And I also don't like a vision that prefers empty streets to streets crowded with non-criminals. That's very anti Jane Jacobs.
That being said, there are many things in favor of this idea.
1) It is an idea. Maybe it'll work. Maybe not. But I'm all for trying it.
2) The problem of public drug markets is big. Desperate times often do require desperate actions.
3) Apparently the business owners support it. As long as the businesses support it, I will, too. In a business strip, the business owners should have a big say. Besides, probably the main people inconvenienced by this are the business owners themselves who park in front of their store and feed the meter all day. I wonder how many of these spaces were open to the public, anyway.
4) The greater impact seems to result from increased police presence rather than the removal of parking space.
Is it a long-term solution? Of course not. But I guess it's worth a try. There are lots of places you can deal drugs in Baltimore. It would be nice if Pennsylvania Avenue weren't one of them.
From the article:
Deidre Danois said she and a friend had to park across the street recently when they stopped on Pennsylvania Avenue to grab some breakfast.
"I bet you police don't go up to Roland Park and tell them they can't park on their street," Danois said as she shopped at Sweet Sixteen.
That's right, hon.

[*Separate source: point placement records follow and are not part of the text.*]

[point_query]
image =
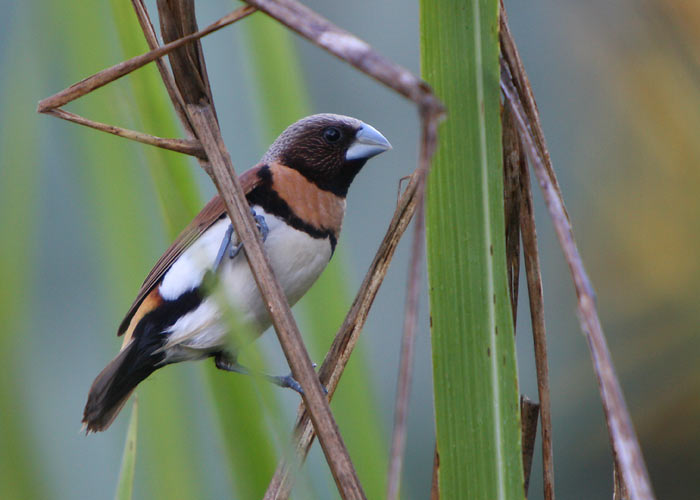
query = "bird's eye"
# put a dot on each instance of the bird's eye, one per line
(331, 135)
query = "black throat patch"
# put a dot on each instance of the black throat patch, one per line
(266, 197)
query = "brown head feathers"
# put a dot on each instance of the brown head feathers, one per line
(327, 149)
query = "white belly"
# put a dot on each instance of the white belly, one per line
(297, 260)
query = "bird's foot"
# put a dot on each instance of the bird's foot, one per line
(226, 363)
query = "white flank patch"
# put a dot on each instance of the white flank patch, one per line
(297, 260)
(188, 270)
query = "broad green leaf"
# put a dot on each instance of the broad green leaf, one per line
(20, 463)
(474, 365)
(125, 485)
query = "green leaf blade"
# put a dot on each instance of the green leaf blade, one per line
(125, 485)
(475, 377)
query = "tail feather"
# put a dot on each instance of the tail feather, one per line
(113, 386)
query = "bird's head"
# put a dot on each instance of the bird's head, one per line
(327, 149)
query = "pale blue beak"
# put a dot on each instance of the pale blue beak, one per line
(368, 143)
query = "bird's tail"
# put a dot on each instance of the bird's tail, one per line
(113, 386)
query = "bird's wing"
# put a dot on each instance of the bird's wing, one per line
(212, 212)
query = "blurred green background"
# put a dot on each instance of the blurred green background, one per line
(83, 216)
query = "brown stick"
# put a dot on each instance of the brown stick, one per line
(188, 147)
(152, 41)
(350, 49)
(534, 288)
(512, 157)
(435, 486)
(622, 435)
(528, 430)
(511, 54)
(108, 75)
(398, 438)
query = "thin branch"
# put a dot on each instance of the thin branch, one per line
(115, 72)
(435, 486)
(398, 438)
(528, 428)
(525, 220)
(511, 54)
(188, 147)
(534, 288)
(349, 48)
(152, 41)
(622, 435)
(177, 19)
(512, 157)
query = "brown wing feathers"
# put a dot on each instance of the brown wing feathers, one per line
(211, 212)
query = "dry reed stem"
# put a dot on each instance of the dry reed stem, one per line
(184, 146)
(529, 412)
(115, 72)
(539, 335)
(512, 158)
(152, 42)
(398, 438)
(510, 51)
(435, 486)
(352, 50)
(622, 435)
(403, 390)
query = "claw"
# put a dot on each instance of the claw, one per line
(261, 224)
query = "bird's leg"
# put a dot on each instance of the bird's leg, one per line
(224, 245)
(224, 362)
(234, 250)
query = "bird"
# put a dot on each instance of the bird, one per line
(297, 195)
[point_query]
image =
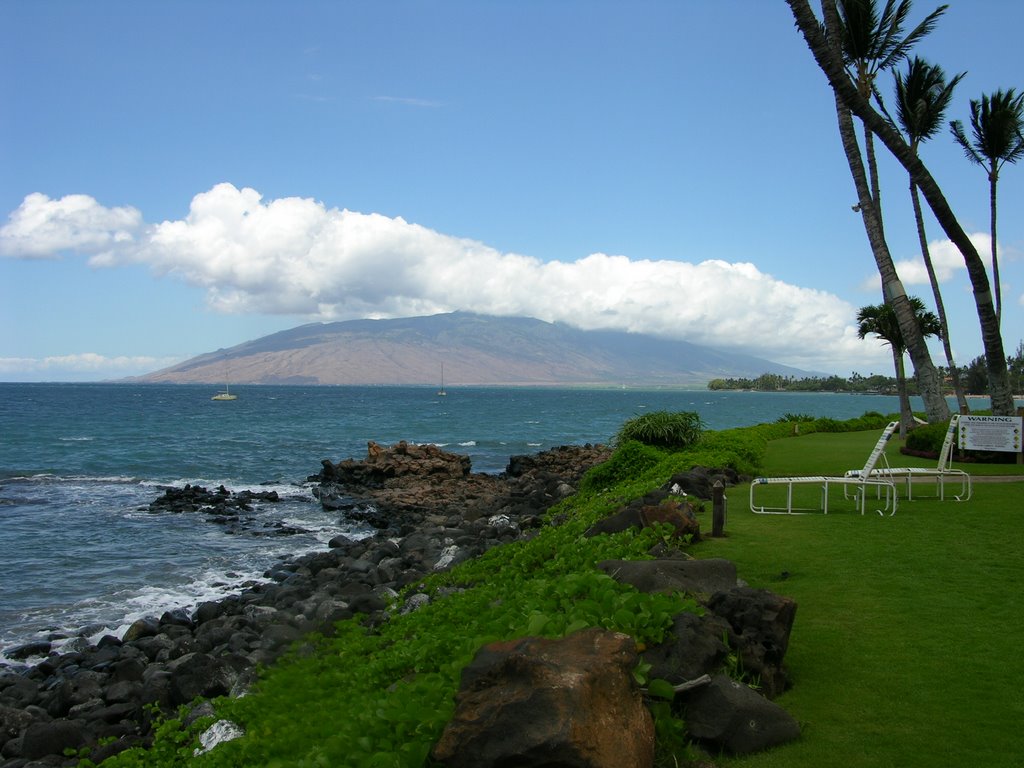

Because they're not dealing drugs in front of stores in Roland Park. She reminds me of one time when I was in the 7-11 at 2300 Orleans St (which is actually the Southeast but we would go there because it was next to 24 post and hell, we didn't have a 7-11 in the Eastern). I liked this 7-11 because of Lorraine, one of the employees. Sometimes we would swap our respective soul foods. She'd bring me homemade collards and I'd give her just baked spanakopita. Lorraine quit when she won the lottery and got engaged to a nice Indian man. That's two separate events. I didn't want her to quit. But hell, could you blame her? Who works midnights in that 7-11 by choice?
Anyway, this 7-11 could get pretty wild. One night they were out of chili and cheese and posted a sign by the hot dogs saying so. There were a bunch of yo-boys acting up, ordered hot dogs, and hadn’t seen the sign. They were upset that they couldn’t top off their “dugs.” Between curses, one guy shouts, “I bet the white man’s 7-11 has chili!”
Sure thing, dog, and an open bar, too.